This sort of social disaster has been shown to leave physical and psychological damage on the population (3, 4). Many suffer from depression (5), shock, or even severe heart attacks. In fact, epidemiological research has examined the influence of stressful social disaster incidents on acute myocardial infarction (AMI) such as the death of a beloved (6), earthquakes (7), war (8), and World Cup football (9).
Recent developments among big data analysis platforms have led to advanced forms of analysis methods such as Natural Language Processing (NLP) and data mining in medical fields (10). These methods can now be used to analyze consumers' responses to products or brands, predict elections via Twitter (11), predict stock sentiment momentum (12), create decision support systems (13), and predict the success of new movies (14).
Recent trends in research by Hussein et al. (15) proposed a novel semi-supervised learning model based on the combined use of random projection scaling as part of a vector space model and support vector machines to perform reasoning on a knowledge base. Additionally, Zhao et al. (16) attempted an unsupervised three-component framework to expand some pseudo contexts from web to help disambiguate a collocation's polarity. Lastly, Akhtar et al. developed a stacked ensemble method for predicting the degree of intensity for emotion and sentiment by combining the outputs obtained from several deep learning and classical feature-based models using a multi-layer perceptron network (17).

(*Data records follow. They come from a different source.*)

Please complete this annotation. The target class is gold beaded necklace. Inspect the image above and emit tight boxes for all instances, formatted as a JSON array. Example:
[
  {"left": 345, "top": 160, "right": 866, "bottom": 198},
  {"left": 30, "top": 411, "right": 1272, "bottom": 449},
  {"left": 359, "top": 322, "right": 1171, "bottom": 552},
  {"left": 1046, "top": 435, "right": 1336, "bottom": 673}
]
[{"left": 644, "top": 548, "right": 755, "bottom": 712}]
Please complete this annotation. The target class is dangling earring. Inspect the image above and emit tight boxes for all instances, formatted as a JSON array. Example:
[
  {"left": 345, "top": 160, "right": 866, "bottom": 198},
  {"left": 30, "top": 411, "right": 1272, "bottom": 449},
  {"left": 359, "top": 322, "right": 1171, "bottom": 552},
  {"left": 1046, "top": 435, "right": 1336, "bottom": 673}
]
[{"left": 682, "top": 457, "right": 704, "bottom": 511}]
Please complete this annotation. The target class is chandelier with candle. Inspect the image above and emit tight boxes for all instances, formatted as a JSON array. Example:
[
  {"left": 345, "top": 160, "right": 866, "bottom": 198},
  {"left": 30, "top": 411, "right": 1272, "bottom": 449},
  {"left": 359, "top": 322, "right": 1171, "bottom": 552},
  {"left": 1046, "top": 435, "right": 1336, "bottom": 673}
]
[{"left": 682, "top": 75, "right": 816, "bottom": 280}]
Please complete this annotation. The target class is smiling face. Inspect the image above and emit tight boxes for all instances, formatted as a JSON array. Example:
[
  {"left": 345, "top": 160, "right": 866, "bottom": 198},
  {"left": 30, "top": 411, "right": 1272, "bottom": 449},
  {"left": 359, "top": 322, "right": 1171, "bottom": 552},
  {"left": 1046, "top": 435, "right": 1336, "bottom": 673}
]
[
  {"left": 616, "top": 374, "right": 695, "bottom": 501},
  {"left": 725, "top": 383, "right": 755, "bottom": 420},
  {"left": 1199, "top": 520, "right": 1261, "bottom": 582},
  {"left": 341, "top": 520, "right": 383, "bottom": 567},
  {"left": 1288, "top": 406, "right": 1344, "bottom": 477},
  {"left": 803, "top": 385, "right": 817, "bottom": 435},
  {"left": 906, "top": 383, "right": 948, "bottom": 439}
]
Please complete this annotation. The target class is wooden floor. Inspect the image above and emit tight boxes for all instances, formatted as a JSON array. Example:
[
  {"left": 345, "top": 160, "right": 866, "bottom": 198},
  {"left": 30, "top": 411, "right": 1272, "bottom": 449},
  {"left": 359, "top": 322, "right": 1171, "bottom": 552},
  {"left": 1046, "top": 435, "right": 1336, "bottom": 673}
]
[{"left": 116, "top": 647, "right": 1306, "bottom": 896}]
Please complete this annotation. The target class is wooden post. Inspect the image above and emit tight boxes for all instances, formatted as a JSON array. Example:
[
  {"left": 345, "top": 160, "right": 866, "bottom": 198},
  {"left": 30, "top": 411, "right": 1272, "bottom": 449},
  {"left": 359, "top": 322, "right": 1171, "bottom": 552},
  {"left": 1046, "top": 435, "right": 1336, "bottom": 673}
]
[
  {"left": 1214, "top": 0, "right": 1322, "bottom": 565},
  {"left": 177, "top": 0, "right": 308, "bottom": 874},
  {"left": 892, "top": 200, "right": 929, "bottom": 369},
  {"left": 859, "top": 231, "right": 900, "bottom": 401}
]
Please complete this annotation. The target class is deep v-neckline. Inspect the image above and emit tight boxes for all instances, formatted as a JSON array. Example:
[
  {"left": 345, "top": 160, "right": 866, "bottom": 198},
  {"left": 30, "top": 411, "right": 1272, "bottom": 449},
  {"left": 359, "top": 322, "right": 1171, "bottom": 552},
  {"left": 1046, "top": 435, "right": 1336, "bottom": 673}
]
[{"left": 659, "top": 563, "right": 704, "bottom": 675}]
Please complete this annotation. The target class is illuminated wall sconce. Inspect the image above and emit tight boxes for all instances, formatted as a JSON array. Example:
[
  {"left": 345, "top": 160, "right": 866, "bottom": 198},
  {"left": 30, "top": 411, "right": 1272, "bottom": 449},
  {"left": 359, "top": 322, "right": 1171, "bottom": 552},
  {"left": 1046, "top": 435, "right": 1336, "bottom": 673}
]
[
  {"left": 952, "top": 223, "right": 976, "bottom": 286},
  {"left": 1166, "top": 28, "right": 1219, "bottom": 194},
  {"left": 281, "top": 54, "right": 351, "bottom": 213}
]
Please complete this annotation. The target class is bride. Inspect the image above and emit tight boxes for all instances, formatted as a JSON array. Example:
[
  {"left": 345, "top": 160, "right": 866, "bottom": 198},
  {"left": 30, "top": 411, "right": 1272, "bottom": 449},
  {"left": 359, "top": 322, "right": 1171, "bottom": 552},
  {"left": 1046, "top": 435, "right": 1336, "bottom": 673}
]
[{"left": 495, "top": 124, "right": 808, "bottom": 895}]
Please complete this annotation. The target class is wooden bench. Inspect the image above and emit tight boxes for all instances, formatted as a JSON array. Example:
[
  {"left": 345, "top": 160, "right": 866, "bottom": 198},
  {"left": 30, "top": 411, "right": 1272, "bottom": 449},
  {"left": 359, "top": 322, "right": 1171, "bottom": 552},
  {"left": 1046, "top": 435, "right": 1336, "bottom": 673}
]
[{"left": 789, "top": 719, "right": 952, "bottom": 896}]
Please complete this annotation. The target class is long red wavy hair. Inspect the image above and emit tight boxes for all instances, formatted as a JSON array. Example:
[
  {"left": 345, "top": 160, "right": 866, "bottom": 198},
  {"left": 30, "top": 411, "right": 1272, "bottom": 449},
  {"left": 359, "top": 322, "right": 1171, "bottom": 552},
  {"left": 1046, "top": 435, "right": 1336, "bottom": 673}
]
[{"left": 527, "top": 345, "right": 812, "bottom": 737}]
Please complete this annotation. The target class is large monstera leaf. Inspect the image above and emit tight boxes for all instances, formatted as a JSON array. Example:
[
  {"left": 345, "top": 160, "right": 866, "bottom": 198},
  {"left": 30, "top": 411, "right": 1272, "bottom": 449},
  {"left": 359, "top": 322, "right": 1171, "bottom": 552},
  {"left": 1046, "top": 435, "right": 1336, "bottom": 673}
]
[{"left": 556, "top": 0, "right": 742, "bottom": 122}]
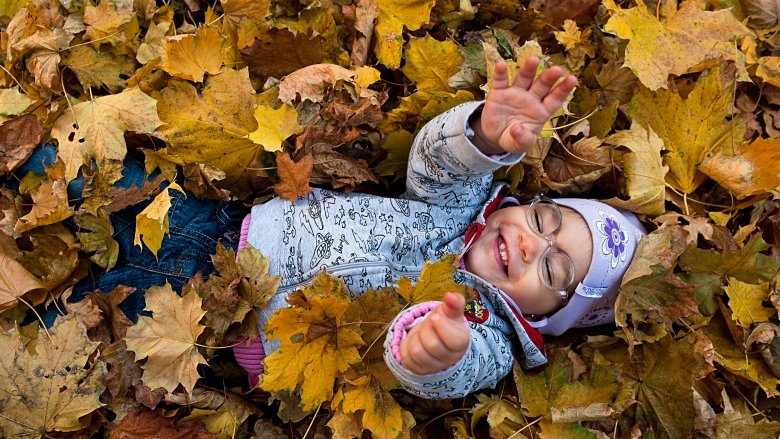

However, no research has been conducted at the domestic level thus far to examine the influence of the Sewol Ferry Disaster on social stress using sentiment analysis, despite the disaster's role as a critical domestic issue. Some studies have made minor attempts, using Twitter alone to analyze social media regarding the disaster (4), but the amount of data was not sufficient to deem it as examining effects at the domestic level. Other social science researches focused on the cause and effects of certain factors in a set timeline (18, 19).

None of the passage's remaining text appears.